Why does more bandwidth guarantee high bit rate?

The simplest explanation is found in Shannon's equation:

$$C = B\log_2(1+S/N)$$

where C = channel capacity in bits/second B = channel bandwidth in Hertz S = signal power in watts N = noise power in watts

This equation relates the maximum channel capacity (C), that is the maximum data rate, as a function of channel bandwidth (B) and channel signal-to-noise ratio (S/N). The bandwidth basically sets the limit on how many symbols per second can be sent. The signal-to-noise ratio, S/N, sets the limit on how many bits can be sent by each symbol. If you consider the signal to be a square wave, it is clear that higher bandwidths allow higher frequency square waves to be transmitted. Similarly, higher signal-to-noise ratios allow more bits for each symbol because more amplitude values can be discriminated at the receiver. You can increase data rate, without increasing bandwidth, by increasing transmitter power because that improves the signal-to-noise ratio which, by Shannon's equation, increases the channel capacity. However, as the equation also shows, the ultimate channel capacity also depends on the bandwidth. Thus, for the same transmitter power, the channel with the higher bandwidth will have the higher channel capacity.

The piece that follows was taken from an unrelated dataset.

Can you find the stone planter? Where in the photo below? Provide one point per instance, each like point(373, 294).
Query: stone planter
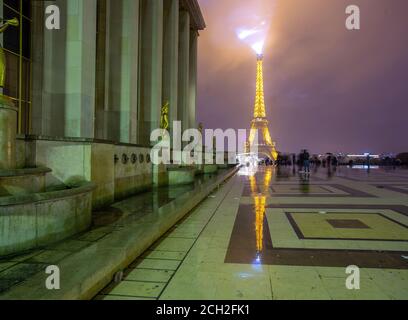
point(36, 220)
point(18, 182)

The fundamental reason can be loosely stated as "more bandwidth means the sooner you can be surprised", and only surprises can carry data. For base-band signals, this is pretty obvious: a higher bandwidth means a faster rise time, which means the signal can take on a new value faster. However, the same is true of carrier modulation signals. If you have an unmodulated (CW) carrier at 5.6 GHz, the signal is oscillating very quickly, but since the bandwidth is low, you can predict what it is going to be for a long period of time. Anything that deviates from that expected value, whether a change in amplitude, phase, or frequency, increases the bandwidth. The faster it diverges from the "predicted" oscillation, the higher the bandwidth.


Rephrasing what others have answered in formal ways, look at it this way:

Information can only be transmitted via the change of some state ("surprises" in @Evan's terms). A zero-bandwidth (constant amplitude and frequency) sine wave does not convey any information, it is just there.

Now, every time a (sinusodial) signal of frequency f changes, be it in amplitude or phase or both, the resulting signal around the point of time of the change cannot be of frequency f anymore; otherwise the signal would not change at all. So, any change of a signal from a continuous sine wave (temporarily) generates a frequency or frequencies somewhat above and/or below the original frequency f.

The difference of the temporary frequency/-ies and the base frequency f, delta-f, determines how fast and how large the change can be (rate of change) and vice versa. A quick change generates/requires greater frequency deviations than a slow one. In theory, if you have a constant sinusodial signal and you would switch it off (0% amplitude) instantly, i.e. with 0 time taken passing from one state (100% amplitude) to the other (0%), this would create/require infinitely high frequencies. That's why it's impossible to modify a given signal at arbitrarily high speeds.

Picking up from above, each single change of the signal can be used to convey some information, be it a single bit or less or more than one bit. To pack more information into a single change (more bits) you need greater changes (you need to be able to discern e.g. 4 states (2 bits, range 0-3) instead of 2 (1 bit, range 0-1)). Greater changes cause/require greater delta-f's. If you just want to transmit more changes per second, the time allowed for each change to become effective (before the next change will be modulated) is reduced. Thus, you get a greater delta-f because you must make sure the changes become visible quicker.

Example: If I was to transmit 1 bit per second, I could limit myself to really low frequencies, because I will probably be all right if each bit sent requires 0.5 seconds to reach the corresponding state of signal at the receiving end. A bandwidth of 1-2Hz may be sufficient. Trying to send 100 bits per second cannot be done if each bit would require 0.5 seconds to be visible at the receiver: During this time there are 50 other bits also modulated onto the signal so the receiver would see some kind of average of the 50 bits sent after 0.5s. No way to reconstruct the individual bits. That's why I need more bandwidth to allow greater delta-f's which allows the signal at the receiving side to change its state more quickly.

So whatever you do to get more information per second transmitted, you will have to provide more bandwidth, because more signal change(s) per second must be visible.

(This is all assuming the same required SNR margin. By reducing the SNR margin one may squeeze some more information onto a signal of a given bandwidth.)

To visualize the relationship between bandwidth and rate-of-change, you can take/simulate e.g. a simple low pass filter. Look at what happens at the filter's output when a given (sinusodial) input signal is "instantly" turned on/off: The output will only respond slowly to the quick change. If you modulate the input signal quicker you will begin to see that the output signal becomes more or less stable the quicker you modulate the input, up to a point where the input modulation cannot be seen on the output signal any more.